Characterization of particle impact by quantitative acoustic emission

https://doi.org/10.1016/0043-1648(90)90018-6Get rights and content

Abstract

Acoustic emission (AE) is proposed as a method of monitoring hard particle impact on surfaces. In a preliminary study, small spherical particles of nominal diameter 53–63 μm and 75–90 μm of bronze and glass respectively were dropped in vacuum onto steel or aluminium target plates at selected velocities between 2.5 and 7.1 m s−1. At these low velocities the collisions are entirely elastic and no erosion occurs. However, a quantitative AE signal analysis method was developed which enabled various parameters from the particle impacts to be determined, with the potential for measuring the degree of plasticity of impact in later experiments.

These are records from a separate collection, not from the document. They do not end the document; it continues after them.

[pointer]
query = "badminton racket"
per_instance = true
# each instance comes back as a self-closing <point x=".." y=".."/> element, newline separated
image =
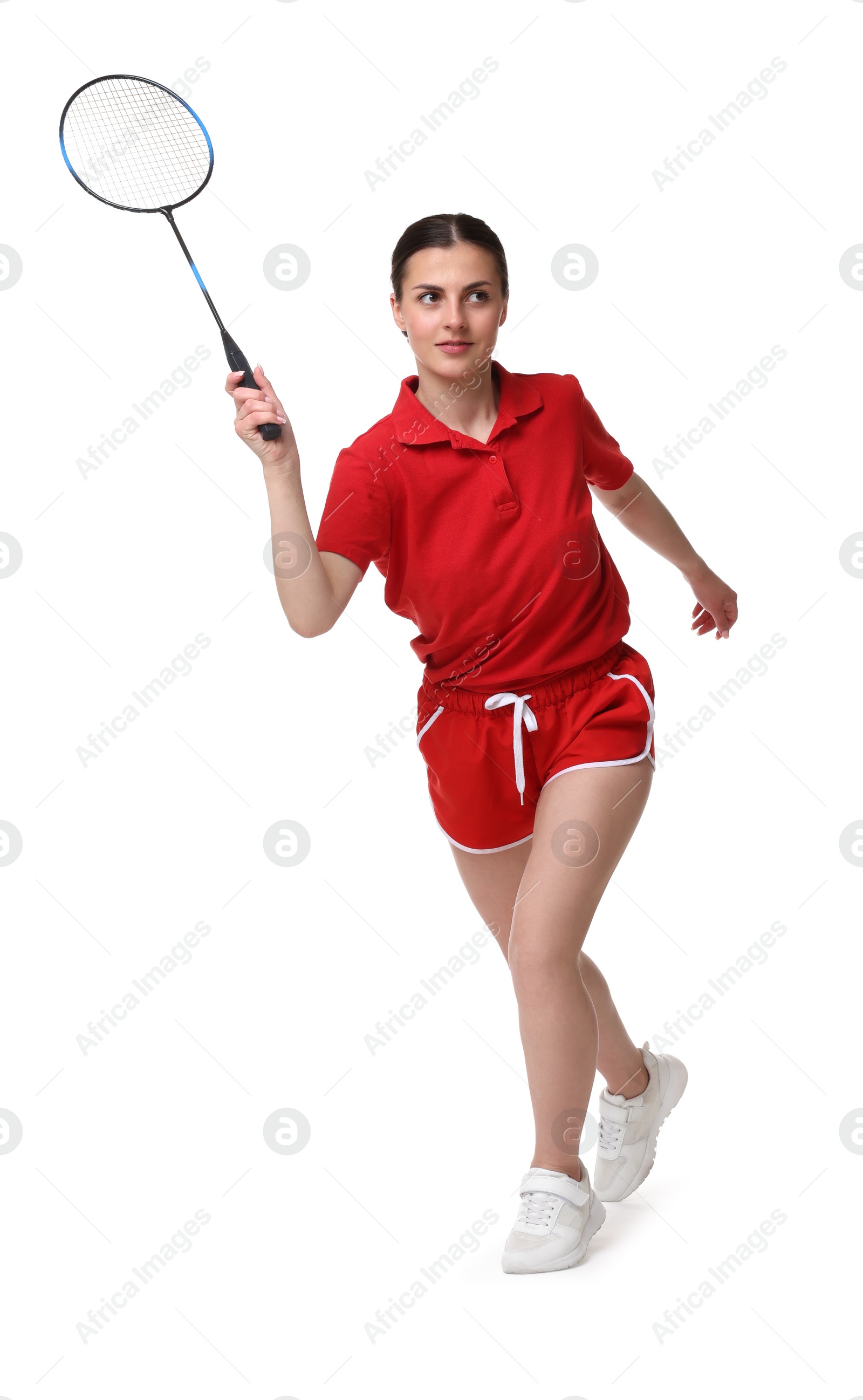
<point x="135" y="145"/>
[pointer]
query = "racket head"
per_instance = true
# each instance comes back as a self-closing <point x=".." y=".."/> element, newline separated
<point x="135" y="145"/>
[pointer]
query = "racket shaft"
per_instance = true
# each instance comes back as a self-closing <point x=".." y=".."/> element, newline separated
<point x="238" y="361"/>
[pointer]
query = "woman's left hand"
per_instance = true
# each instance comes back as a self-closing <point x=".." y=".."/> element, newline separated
<point x="717" y="604"/>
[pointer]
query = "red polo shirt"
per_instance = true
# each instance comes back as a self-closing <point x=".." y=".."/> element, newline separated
<point x="490" y="548"/>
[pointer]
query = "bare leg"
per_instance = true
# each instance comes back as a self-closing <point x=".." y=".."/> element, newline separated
<point x="540" y="906"/>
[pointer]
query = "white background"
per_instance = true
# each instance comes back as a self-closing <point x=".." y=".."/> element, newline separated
<point x="125" y="566"/>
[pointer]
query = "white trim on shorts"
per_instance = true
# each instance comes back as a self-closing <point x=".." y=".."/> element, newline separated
<point x="428" y="723"/>
<point x="617" y="763"/>
<point x="476" y="850"/>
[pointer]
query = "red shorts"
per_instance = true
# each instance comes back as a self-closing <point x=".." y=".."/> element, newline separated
<point x="489" y="758"/>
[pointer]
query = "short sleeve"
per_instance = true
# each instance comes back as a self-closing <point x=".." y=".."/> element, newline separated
<point x="605" y="464"/>
<point x="357" y="514"/>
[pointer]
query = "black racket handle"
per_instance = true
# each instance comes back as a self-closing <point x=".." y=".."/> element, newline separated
<point x="238" y="361"/>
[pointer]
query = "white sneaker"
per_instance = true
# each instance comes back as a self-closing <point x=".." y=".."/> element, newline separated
<point x="627" y="1128"/>
<point x="556" y="1220"/>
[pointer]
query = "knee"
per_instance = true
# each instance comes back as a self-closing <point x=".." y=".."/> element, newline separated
<point x="538" y="959"/>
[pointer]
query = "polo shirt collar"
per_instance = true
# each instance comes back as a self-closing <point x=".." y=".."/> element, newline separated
<point x="519" y="395"/>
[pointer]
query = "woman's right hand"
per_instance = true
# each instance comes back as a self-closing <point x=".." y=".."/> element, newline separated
<point x="256" y="406"/>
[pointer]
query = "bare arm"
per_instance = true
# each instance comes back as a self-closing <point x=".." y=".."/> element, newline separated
<point x="314" y="589"/>
<point x="637" y="507"/>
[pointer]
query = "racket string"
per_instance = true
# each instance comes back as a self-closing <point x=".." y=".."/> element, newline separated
<point x="136" y="145"/>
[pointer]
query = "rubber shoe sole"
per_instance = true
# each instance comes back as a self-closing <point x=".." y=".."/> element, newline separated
<point x="677" y="1083"/>
<point x="592" y="1224"/>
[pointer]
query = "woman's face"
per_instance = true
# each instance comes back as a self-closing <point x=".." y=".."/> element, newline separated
<point x="451" y="307"/>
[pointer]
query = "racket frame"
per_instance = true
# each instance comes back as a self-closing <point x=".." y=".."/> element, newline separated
<point x="235" y="358"/>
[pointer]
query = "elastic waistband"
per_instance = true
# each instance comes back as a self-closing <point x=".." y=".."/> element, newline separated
<point x="542" y="696"/>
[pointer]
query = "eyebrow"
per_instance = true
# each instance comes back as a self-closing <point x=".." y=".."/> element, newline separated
<point x="433" y="286"/>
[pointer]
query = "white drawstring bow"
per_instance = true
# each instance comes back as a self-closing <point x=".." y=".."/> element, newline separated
<point x="519" y="713"/>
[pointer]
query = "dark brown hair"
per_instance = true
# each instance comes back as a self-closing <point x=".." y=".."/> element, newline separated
<point x="444" y="231"/>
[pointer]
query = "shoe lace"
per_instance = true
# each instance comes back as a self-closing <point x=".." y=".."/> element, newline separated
<point x="536" y="1207"/>
<point x="610" y="1133"/>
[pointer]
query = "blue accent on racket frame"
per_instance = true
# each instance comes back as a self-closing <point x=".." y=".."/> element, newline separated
<point x="199" y="278"/>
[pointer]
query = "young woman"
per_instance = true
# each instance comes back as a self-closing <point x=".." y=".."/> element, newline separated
<point x="535" y="717"/>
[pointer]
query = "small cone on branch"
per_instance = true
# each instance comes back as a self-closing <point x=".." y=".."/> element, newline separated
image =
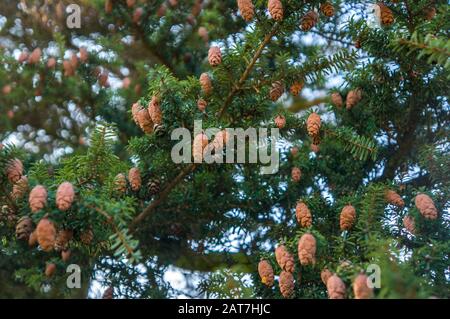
<point x="24" y="228"/>
<point x="325" y="274"/>
<point x="347" y="218"/>
<point x="120" y="183"/>
<point x="361" y="289"/>
<point x="335" y="287"/>
<point x="284" y="259"/>
<point x="214" y="56"/>
<point x="426" y="206"/>
<point x="50" y="270"/>
<point x="303" y="214"/>
<point x="286" y="282"/>
<point x="200" y="142"/>
<point x="247" y="9"/>
<point x="307" y="249"/>
<point x="309" y="20"/>
<point x="409" y="224"/>
<point x="65" y="196"/>
<point x="280" y="121"/>
<point x="296" y="88"/>
<point x="154" y="110"/>
<point x="296" y="174"/>
<point x="327" y="9"/>
<point x="336" y="99"/>
<point x="46" y="234"/>
<point x="134" y="176"/>
<point x="265" y="271"/>
<point x="393" y="198"/>
<point x="14" y="170"/>
<point x="205" y="82"/>
<point x="353" y="97"/>
<point x="275" y="9"/>
<point x="37" y="198"/>
<point x="276" y="90"/>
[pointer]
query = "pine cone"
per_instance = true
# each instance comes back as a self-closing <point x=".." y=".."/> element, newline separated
<point x="360" y="287"/>
<point x="24" y="228"/>
<point x="200" y="142"/>
<point x="201" y="104"/>
<point x="348" y="217"/>
<point x="286" y="281"/>
<point x="309" y="20"/>
<point x="120" y="182"/>
<point x="353" y="97"/>
<point x="214" y="56"/>
<point x="205" y="82"/>
<point x="426" y="206"/>
<point x="275" y="9"/>
<point x="37" y="198"/>
<point x="296" y="174"/>
<point x="46" y="234"/>
<point x="307" y="250"/>
<point x="296" y="88"/>
<point x="335" y="287"/>
<point x="284" y="259"/>
<point x="134" y="176"/>
<point x="265" y="271"/>
<point x="394" y="198"/>
<point x="303" y="214"/>
<point x="14" y="170"/>
<point x="313" y="124"/>
<point x="409" y="223"/>
<point x="246" y="9"/>
<point x="386" y="15"/>
<point x="64" y="196"/>
<point x="280" y="121"/>
<point x="325" y="274"/>
<point x="20" y="188"/>
<point x="276" y="90"/>
<point x="336" y="99"/>
<point x="62" y="239"/>
<point x="327" y="9"/>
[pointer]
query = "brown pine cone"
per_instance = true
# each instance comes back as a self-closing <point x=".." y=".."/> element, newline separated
<point x="280" y="121"/>
<point x="205" y="82"/>
<point x="335" y="287"/>
<point x="246" y="9"/>
<point x="327" y="9"/>
<point x="24" y="228"/>
<point x="46" y="234"/>
<point x="361" y="289"/>
<point x="309" y="20"/>
<point x="296" y="174"/>
<point x="286" y="282"/>
<point x="14" y="170"/>
<point x="336" y="99"/>
<point x="276" y="90"/>
<point x="426" y="206"/>
<point x="214" y="56"/>
<point x="134" y="176"/>
<point x="348" y="217"/>
<point x="394" y="198"/>
<point x="353" y="97"/>
<point x="284" y="259"/>
<point x="37" y="198"/>
<point x="265" y="271"/>
<point x="313" y="124"/>
<point x="64" y="196"/>
<point x="303" y="214"/>
<point x="307" y="249"/>
<point x="275" y="9"/>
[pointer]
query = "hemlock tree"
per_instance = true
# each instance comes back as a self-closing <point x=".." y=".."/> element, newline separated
<point x="361" y="188"/>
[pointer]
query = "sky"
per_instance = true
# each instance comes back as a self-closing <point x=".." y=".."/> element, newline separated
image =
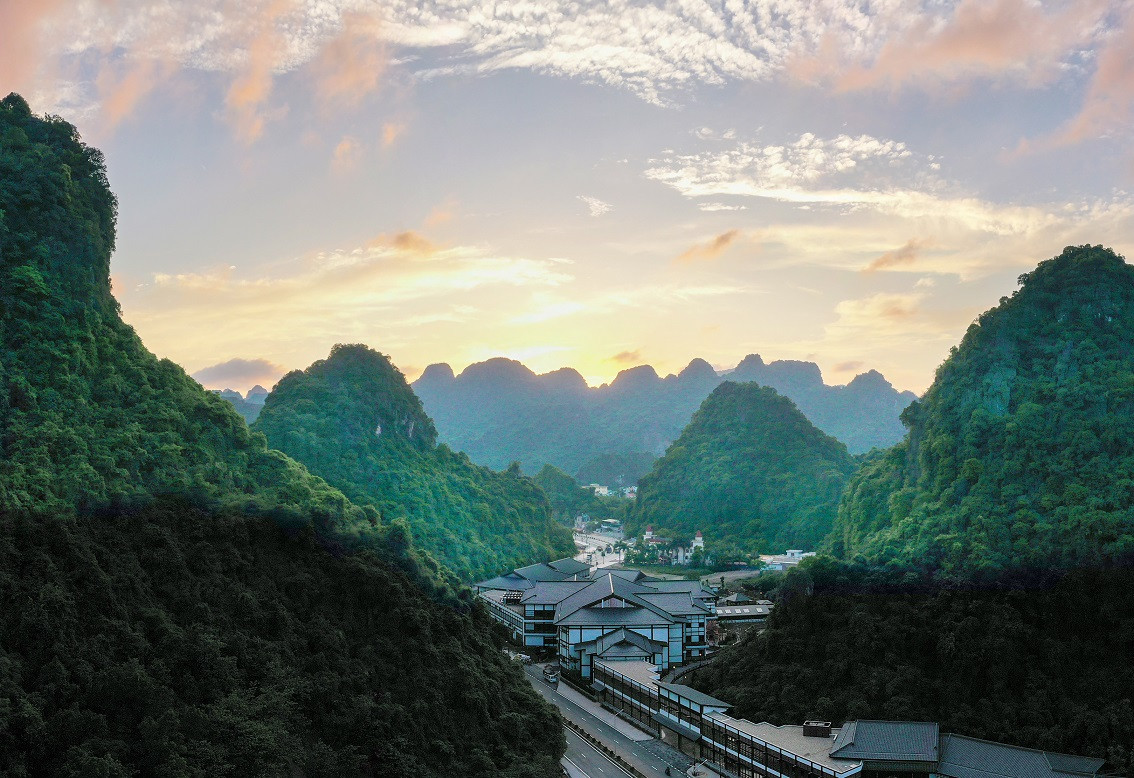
<point x="586" y="184"/>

AE signals were detected with a calibrated broad bandwidth piezo-electric transducer positioned on the opposite face of the target plate at the impact epicentre. The Green's function for the plate, together with the AE transducer and system response obtained by calibration using a capacitance transducer, were deconvolved from AE signals to yield the impact force function of the particle impact. The velocity dependence of the impact time and peak impact force thus determined agreed with that predicted from semi-empirical models of elastic particle impact. The absolute magnitude of these two parameters also compared very well with theoretical values. The quantitative acoustic technique developed was capable of sizing the particles, and the results compared favourably with the particle size distribution measured optically, giving the correct mean particle diameter to within 10% and the distribution spread to within 26%. This fundamental approach provides a framework for later extension to plastic and partially plastic particle impact Thus the technique could be developed for on-line erosion monitoring.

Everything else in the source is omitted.